You will notice some obvious compromises. There is no keyboard backlight. The trackpad is mechanical rather than using Apple's haptic force touch. There is no ambient light sensor, so your screen will not automatically adjust when you walk into a dark room.

Even the ports are uneven. One USB-C port runs at full USB 3 speeds, while the other is limited to USB 2. This is almost certainly because the A18 Pro chip was never designed to support multiple USB lanes. Apple likely used an internal dongle to split the connection. They shaved costs everywhere they could without gutting the core experience.

The A18 Pro phone chip myth

The biggest talking point is the processor. The MacBook Neo runs on the A18 Pro. Yes, that is the exact same chip found in the iPhone 16 Pro. The immediate reaction from power users is that a phone chip equals a weak laptop. The numbers tell a completely different story.

Snappiness and everyday speed come down to single-core performance. When you run the A18 Pro through Geekbench 6, it scores around 3500 in single-core tasks. For context, the incredibly popular M1 chip scores about 2350.

That means the Neo is nearly 50 percent faster than an M1 Mac for basic tasks. In fact, that score puts it closer to the brand new M4 chip than the M1. When you are browsing, streaming, hopping between apps, or doing video calls, this machine is going to feel incredibly fast.
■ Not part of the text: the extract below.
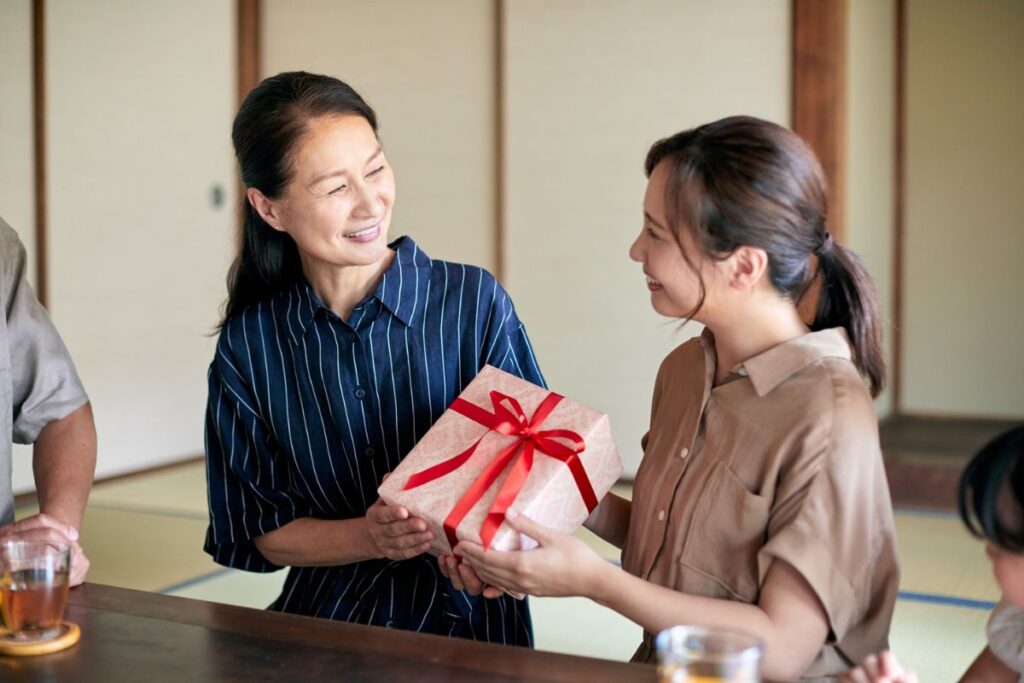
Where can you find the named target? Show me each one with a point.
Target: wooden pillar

Selling the ecosystem, not the specs

Take a look at how this machine is marketed. Apple spends almost half of their pitch talking about macOS instead of hardware specs. They highlight iCloud, iPhone mirroring, sending an iMessage from your desktop, and using AirDrop.

They are not just selling a laptop. They are selling an entire ecosystem to people who have never experienced it before.

This laptop is for someone who does not already know why they need a Mac. It is for the student upgrading from a five-year-old Windows machine. It is for the parent who needs a reliable work-from-home setup.

Simplicity is the killer feature

Tech culture assumes that more capable always means more desirable. We want better specs, better displays, and more RAM. But a massive group of buyers does not want to configure a $1,099 computer. They do not want to debate between 8GB or 16GB of RAM. They do not want to stress over a 256GB versus 512GB storage drive.

They want to go to the website, pick Citrus or Blush under the Color options, look at a price that makes sense, and check out.

The Neo gives them exactly that. You get four colors, two storage tiers, one chip, and a price that doesn't require a massive budget. That simplicity is not a consolation prize. For the target buyer, it is the main selling point.

The ultimate on-ramp

The MacBook Neo is not the best Mac from a purely technical perspective. If you are already used to a MacBook Pro, you will absolutely feel the lack of a keyboard backlight and a premium trackpad. If you need to run virtual machines or push heavy multitasking, you will hit a ceiling fast.

But Apple did not accidentally make a compromised Mac. They intentionally built an entry-level ladder. Someone buys this as their first Mac in high school. They fall in love with macOS. A few years later, their needs grow, and they happily upgrade to a MacBook Air or Pro. The Neo does its job perfectly. It gets you in the door.